Despite being generally described as merely "bold" and "controversial," a recent ad in Vancouver by an organization called "One Child One Planet" is nothing short of racist. It's hard to imagine how such an explicitly racist advertisement could be put up this year, in spite of all the important conversations about race that have been happening.
The ad in question features a large zoomed in photo of a smiling black baby. It says underneath the photo, "The most loving gift you can give your first child is to not have another." This ad is part of a larger campaign that seeks to promote the widely discredited idea that the biggest problem facing human beings is that there are too many of us. (The ad is no longer listed on the organizations website, but at the time of writing it is still posted on the public billboard).
Some people used to think, primarily following an 18th century economist named Thomas Malthus, that wealth was likely to grow in a linear fashion while population would grow exponentially, and that this would always lead to population exceeding resources unless measures were taken to control the growth of the population. This idea turned out to be wrong. In the 20th century, we saw quite clearly how wealth can actually grow exponentially, and also how wealthier people tend on average to choose smaller families regardless of advertising or government policy. It would amaze Malthus that many countries now have the opposite problem from the one he anticipated—they have insufficient working age people to develop the resources that are available, instead of not enough resources available for those who want to work.
Advocates of population control cling stubbornly to their Malthusian thinking, even though it has been largely debunked by history. But as this ad demonstrates, there is a darker side to the population control movement. It's more than just a failure to move past discredited economic theories.
Inevitably the advocates of population control are pushing to limit populations of the 'wrong' kind of people. They often believe that people like them (the 'right' kind of people) can contribute more to solving the world's problems than they consume in resources and can therefore justify larger families.
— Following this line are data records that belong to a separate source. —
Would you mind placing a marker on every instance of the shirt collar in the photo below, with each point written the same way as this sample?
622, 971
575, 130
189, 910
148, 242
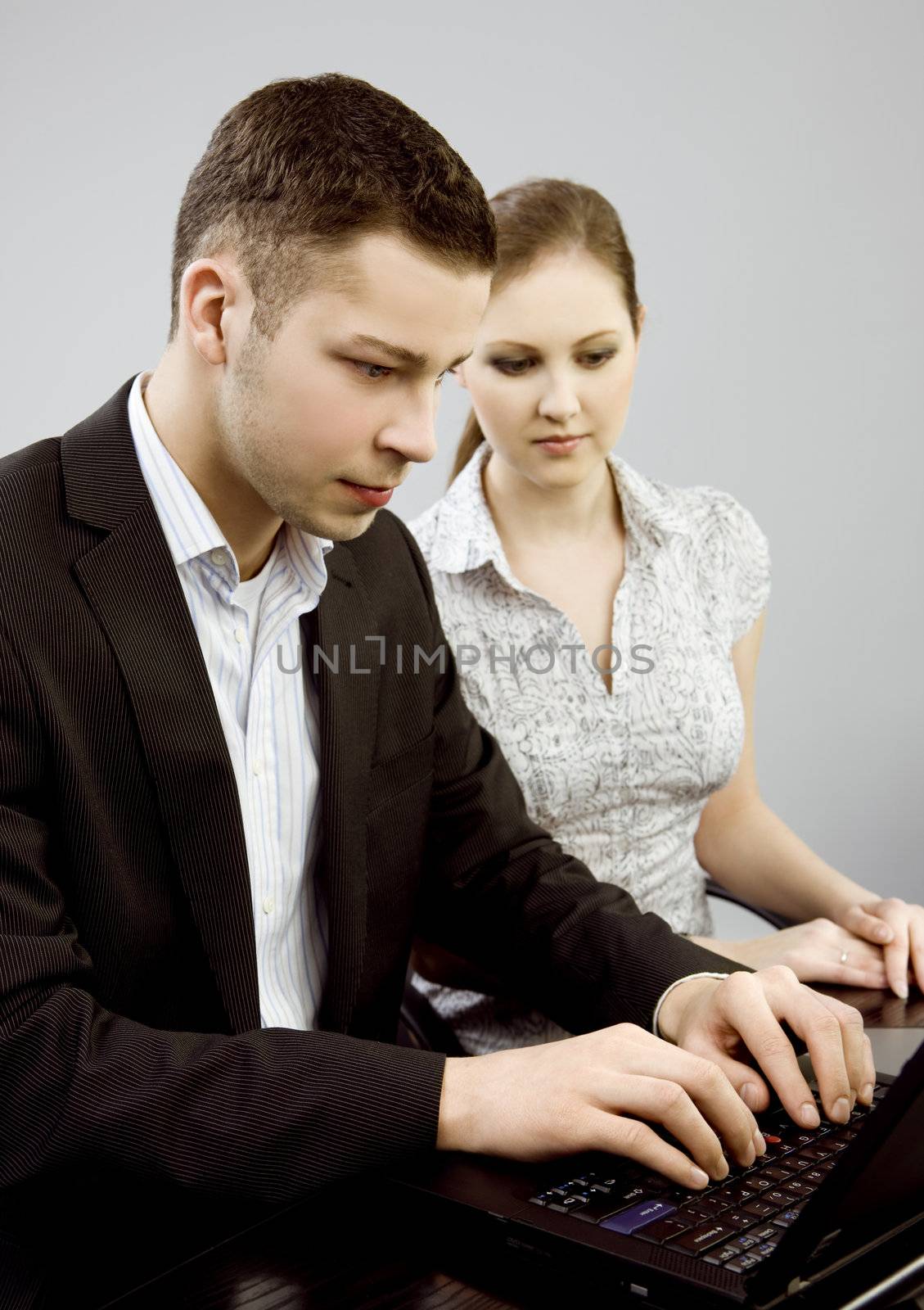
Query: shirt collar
189, 526
465, 536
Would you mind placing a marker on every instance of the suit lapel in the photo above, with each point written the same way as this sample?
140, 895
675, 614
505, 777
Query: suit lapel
131, 582
347, 707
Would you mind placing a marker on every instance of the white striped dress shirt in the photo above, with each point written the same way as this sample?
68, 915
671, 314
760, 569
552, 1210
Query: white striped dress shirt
250, 639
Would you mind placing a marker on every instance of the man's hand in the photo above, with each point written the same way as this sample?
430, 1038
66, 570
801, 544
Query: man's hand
725, 1021
593, 1093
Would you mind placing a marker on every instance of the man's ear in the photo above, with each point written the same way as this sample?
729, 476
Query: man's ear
210, 300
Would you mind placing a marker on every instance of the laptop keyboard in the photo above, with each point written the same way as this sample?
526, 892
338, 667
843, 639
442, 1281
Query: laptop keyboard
736, 1222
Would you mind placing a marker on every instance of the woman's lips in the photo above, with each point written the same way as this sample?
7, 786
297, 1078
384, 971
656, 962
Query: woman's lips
561, 445
375, 497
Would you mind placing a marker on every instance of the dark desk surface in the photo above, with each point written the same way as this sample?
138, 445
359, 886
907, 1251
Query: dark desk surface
354, 1249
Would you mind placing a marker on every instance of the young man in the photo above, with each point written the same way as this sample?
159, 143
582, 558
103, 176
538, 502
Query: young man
214, 855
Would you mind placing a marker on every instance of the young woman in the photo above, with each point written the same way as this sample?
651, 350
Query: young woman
607, 626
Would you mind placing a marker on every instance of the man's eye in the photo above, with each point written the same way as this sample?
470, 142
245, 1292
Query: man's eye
372, 371
512, 367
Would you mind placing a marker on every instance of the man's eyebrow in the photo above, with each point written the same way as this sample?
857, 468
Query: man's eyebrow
401, 353
522, 345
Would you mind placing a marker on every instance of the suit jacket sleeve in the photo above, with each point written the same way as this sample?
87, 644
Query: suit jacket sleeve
264, 1115
502, 894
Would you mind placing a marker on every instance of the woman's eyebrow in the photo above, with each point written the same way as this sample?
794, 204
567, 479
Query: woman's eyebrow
522, 345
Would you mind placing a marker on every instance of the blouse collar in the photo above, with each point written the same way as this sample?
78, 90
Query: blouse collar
465, 535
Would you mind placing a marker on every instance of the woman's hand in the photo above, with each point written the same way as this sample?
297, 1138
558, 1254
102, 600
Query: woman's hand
898, 929
816, 953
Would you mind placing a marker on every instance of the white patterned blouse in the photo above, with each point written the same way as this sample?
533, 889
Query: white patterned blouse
618, 779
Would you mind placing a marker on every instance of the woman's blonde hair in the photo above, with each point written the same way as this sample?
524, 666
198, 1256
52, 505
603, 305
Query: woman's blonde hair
539, 216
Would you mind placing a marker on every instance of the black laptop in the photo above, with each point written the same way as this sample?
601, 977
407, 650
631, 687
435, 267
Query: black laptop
829, 1217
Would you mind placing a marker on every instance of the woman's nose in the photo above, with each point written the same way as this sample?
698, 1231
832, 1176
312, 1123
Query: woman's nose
561, 401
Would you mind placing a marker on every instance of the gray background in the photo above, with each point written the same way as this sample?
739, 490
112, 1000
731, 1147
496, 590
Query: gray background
767, 164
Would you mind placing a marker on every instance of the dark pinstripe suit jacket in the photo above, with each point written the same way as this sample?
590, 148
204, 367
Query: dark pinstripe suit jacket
128, 1006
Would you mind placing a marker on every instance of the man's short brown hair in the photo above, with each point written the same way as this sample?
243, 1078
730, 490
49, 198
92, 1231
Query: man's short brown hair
308, 164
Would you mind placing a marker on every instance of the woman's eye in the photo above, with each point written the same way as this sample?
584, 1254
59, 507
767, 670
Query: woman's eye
375, 371
513, 367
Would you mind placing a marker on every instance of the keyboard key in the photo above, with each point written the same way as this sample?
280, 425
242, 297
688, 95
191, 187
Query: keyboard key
737, 1220
775, 1174
720, 1257
796, 1189
786, 1218
744, 1262
627, 1222
710, 1208
816, 1153
703, 1237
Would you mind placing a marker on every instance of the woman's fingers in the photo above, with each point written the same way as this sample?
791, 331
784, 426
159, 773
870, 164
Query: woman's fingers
869, 927
895, 953
917, 945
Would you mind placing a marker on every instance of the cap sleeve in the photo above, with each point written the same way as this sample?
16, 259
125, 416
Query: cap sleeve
737, 556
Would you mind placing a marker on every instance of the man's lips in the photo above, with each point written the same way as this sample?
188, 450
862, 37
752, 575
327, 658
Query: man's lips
375, 497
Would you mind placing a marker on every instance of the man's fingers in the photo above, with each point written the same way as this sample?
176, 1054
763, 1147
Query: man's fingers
750, 1014
703, 1081
858, 1051
633, 1140
669, 1104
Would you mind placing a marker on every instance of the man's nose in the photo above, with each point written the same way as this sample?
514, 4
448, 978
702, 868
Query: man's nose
559, 401
411, 434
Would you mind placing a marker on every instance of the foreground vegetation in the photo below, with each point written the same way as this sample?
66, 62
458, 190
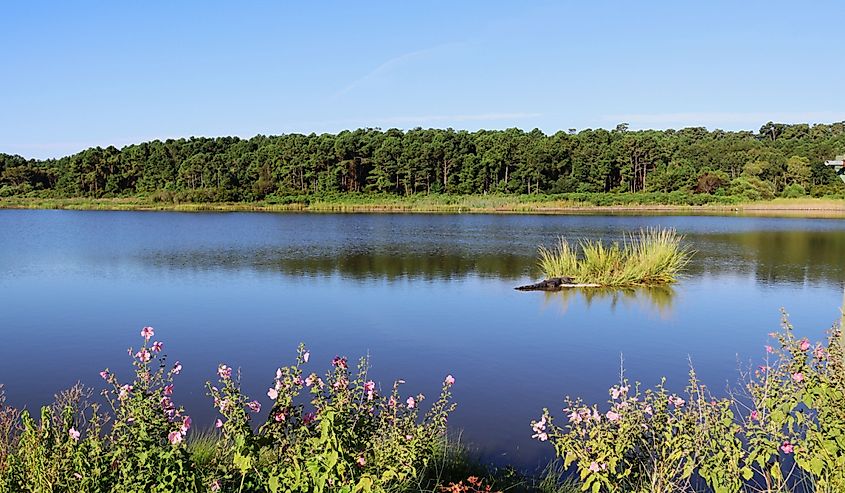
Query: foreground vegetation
777, 161
653, 257
784, 430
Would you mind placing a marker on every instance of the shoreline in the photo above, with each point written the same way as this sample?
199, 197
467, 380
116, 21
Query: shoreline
804, 207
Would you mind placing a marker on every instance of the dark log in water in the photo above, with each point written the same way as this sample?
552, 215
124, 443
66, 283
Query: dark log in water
555, 284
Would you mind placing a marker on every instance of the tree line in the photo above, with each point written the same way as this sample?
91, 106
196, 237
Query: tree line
778, 159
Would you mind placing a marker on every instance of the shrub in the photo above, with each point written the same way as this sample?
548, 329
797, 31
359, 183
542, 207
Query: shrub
341, 434
787, 428
793, 191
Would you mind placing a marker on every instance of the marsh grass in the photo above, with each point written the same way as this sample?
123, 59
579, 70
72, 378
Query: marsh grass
651, 258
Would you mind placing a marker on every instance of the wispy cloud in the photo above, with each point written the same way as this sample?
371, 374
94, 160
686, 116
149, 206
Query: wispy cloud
394, 64
724, 118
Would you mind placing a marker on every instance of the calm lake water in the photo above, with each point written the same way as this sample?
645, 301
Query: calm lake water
424, 295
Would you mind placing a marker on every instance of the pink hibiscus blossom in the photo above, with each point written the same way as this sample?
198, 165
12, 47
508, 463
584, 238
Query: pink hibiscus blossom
143, 355
147, 332
174, 437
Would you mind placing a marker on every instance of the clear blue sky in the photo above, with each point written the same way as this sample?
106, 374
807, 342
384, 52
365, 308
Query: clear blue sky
78, 74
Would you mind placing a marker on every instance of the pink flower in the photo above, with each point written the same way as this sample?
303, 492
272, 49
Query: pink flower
370, 389
124, 391
147, 332
174, 437
143, 355
186, 424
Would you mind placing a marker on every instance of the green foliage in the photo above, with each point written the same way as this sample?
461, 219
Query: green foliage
653, 257
321, 434
793, 191
434, 161
787, 430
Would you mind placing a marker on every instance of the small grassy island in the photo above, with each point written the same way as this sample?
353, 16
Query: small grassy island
654, 257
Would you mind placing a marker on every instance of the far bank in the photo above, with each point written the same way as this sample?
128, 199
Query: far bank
669, 203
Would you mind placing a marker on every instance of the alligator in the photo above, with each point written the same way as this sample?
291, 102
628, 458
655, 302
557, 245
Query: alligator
555, 284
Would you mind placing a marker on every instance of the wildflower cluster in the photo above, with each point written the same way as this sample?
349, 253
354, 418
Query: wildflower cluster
787, 427
336, 432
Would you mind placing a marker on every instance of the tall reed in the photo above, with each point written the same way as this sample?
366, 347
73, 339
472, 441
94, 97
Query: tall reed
652, 257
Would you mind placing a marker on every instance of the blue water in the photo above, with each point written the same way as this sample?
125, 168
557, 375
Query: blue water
423, 295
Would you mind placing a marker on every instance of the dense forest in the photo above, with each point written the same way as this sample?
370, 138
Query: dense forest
778, 160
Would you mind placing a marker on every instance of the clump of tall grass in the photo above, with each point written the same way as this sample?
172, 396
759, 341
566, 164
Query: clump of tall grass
652, 257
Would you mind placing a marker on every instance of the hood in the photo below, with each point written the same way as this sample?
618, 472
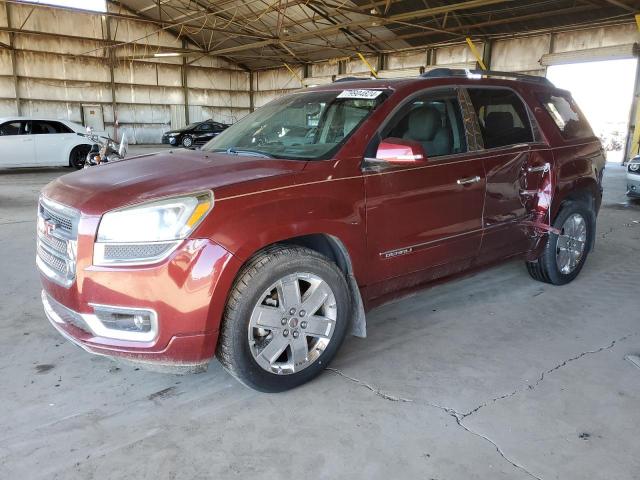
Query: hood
101, 188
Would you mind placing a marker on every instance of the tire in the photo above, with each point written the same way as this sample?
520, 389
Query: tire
552, 267
78, 156
244, 348
187, 141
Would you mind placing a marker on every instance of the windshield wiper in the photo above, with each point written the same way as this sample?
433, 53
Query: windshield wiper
250, 153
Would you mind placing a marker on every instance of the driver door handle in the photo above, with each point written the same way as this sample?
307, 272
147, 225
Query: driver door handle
468, 180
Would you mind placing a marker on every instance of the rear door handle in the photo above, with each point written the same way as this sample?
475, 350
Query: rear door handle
468, 180
540, 168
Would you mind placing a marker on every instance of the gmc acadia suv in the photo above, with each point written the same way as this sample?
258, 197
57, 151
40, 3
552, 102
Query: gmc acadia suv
268, 245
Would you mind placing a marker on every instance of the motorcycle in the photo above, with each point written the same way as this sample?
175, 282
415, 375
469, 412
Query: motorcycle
104, 149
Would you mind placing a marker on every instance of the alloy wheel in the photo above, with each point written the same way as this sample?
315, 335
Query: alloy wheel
571, 243
292, 323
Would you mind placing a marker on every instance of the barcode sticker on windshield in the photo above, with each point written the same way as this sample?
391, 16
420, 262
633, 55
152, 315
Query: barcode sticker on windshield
362, 93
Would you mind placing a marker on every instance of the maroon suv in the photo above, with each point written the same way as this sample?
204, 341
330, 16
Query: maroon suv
268, 245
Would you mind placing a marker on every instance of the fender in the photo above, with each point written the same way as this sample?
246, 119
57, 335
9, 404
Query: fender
247, 223
238, 225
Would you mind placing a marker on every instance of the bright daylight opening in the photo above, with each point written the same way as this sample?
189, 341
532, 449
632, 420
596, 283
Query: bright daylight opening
93, 5
604, 91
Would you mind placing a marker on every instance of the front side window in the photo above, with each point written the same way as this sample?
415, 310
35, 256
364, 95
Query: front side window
12, 128
502, 116
205, 127
41, 127
566, 115
306, 126
435, 121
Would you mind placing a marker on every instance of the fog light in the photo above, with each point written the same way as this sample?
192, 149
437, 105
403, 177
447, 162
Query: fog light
123, 320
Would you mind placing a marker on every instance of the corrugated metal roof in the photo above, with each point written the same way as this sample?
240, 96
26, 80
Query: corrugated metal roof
264, 33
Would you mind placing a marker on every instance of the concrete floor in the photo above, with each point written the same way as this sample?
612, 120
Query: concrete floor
493, 376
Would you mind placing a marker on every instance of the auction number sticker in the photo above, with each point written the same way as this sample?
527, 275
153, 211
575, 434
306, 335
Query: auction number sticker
361, 93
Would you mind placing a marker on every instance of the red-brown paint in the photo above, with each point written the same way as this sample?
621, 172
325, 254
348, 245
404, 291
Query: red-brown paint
402, 227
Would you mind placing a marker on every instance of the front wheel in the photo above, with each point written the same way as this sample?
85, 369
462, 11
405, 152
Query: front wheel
286, 317
565, 254
78, 156
187, 141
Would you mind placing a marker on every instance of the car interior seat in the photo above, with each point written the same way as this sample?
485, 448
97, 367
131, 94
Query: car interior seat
424, 125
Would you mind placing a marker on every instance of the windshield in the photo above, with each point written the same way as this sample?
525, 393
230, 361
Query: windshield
307, 126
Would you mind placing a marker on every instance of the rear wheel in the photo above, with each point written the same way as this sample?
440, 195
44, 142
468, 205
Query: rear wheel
285, 319
565, 254
78, 156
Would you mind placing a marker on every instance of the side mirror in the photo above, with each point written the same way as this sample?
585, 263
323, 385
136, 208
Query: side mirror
400, 151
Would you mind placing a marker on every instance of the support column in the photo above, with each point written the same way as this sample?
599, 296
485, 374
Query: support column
633, 136
486, 53
12, 54
185, 86
111, 59
251, 92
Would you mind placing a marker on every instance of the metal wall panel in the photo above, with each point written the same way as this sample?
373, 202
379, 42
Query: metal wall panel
61, 90
519, 54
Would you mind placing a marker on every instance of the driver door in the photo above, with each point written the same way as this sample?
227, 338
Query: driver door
16, 145
424, 222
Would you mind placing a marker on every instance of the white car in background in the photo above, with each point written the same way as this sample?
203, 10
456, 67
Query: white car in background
38, 142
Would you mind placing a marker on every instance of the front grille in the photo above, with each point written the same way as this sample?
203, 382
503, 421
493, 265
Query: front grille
132, 251
56, 263
57, 239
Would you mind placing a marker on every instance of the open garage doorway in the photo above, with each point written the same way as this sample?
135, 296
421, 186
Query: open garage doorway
604, 92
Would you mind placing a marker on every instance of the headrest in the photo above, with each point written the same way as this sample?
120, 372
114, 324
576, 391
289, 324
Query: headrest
499, 121
424, 123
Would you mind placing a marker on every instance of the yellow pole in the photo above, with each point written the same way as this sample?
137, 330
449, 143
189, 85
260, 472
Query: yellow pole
364, 60
476, 54
635, 141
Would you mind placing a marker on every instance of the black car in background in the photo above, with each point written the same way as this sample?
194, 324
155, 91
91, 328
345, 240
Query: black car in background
195, 134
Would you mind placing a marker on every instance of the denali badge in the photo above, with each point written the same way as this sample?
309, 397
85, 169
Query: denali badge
397, 253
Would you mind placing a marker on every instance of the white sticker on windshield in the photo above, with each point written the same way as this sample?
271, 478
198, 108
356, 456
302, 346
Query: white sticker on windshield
361, 93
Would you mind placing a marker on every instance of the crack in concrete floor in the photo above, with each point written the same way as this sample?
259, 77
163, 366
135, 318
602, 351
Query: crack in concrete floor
459, 417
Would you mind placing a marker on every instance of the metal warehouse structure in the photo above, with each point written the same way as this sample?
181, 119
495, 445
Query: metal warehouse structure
148, 65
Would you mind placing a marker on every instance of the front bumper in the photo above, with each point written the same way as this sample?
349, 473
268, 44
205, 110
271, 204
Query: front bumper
185, 293
170, 139
633, 185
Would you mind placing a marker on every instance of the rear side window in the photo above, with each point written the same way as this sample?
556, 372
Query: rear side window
566, 115
12, 128
434, 120
502, 117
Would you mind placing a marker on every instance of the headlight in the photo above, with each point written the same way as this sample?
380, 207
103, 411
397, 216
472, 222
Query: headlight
148, 232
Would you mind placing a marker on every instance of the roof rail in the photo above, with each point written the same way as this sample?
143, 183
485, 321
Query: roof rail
351, 79
459, 72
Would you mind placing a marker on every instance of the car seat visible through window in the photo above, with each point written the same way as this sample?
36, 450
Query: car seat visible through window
425, 125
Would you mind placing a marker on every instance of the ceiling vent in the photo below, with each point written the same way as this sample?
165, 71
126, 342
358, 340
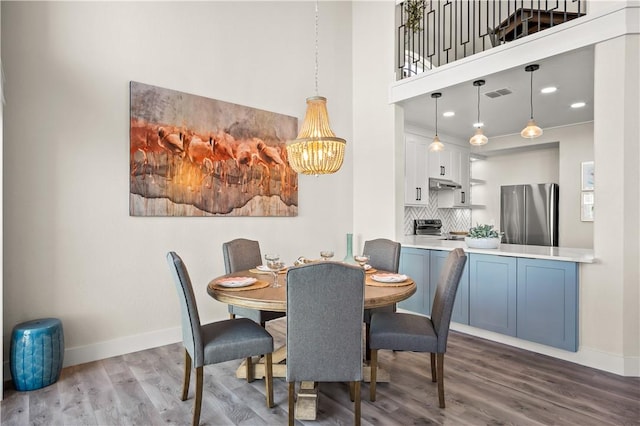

But they think people who are not like them in some definable way, in terms of education, class, ethnicity, or national origin, should be the ones who have fewer children.
It is no accident that population control movements have a history of association with racism and eugenics. Organizations led by privileged white people have a history of intentionally targeting racialized women with messages promoting smaller families, both in western societies and in the global south.
When poorer countries have pursued coercive "family planning" programs (such as China's historical one-child policy), many in the west have looked the other way or even offered tacit support, tolerating for non-white women things that they would never tolerate for themselves. The United Nations Population Fund provided a $50-million grant to China for the information gathering system associated with their population policy in the same year that the one-child policy was established, and gave an award to the person responsible for overseeing the country's population policy four years later. China's one-child policy was associated with widespread forced abortion and infanticide. Clearly a UN agency would not have provided such material support for these kinds of programs if the wives and daughters of the bureaucrats running the program were the ones being affected.
Today, although the most extreme kinds of population control policies are no longer winked at in the same way, it is still a shameful reality that non-white women are much more likely to be targeted with messages that THEY should have fewer children. And so, when an organization advocating population control chooses a black child for an ad about how people should have fewer children, in a Canadian city where less than 2 percent of the population is black, it hardly looks like an accident.
For me, this subject is somewhat personal. As the father of four biracial children (I am white, my wife is east Indian), I’m obviously inclined to be particularly sensitive to messages which suggest that there should be fewer non-white children in the world. But regardless, an ad which carries this kind of racist message has no place in Canada.
And beyond this particular ad, we need to think seriously about where this kind of thinking comes from and where it leads. Whether in Canada or in the global south, we should have no part in policies, programs, or organizations which seek intentionally to push non-white women to have fewer children. As Conservative Shadow Minister for International Development, I believe that it is legitimate for western governments to support choice and agency when it comes to family size and structure—but that is very different from western-based organizations targeting marginalized and racialized women with the message that they should have fewer children.
Frankly, this ad shocked me. But it has also been a wake-up call about the continuing reality of the racist underbelly of the population control movement. In the name of real choice, equality, and universal human dignity, we must stand against these types of ideas and messages.
Garnett Genuis is the Member of Parliament for Sherwood Park-Fort Saskatchewan and the Conservative Shadow Minister for International Development and Human Rights.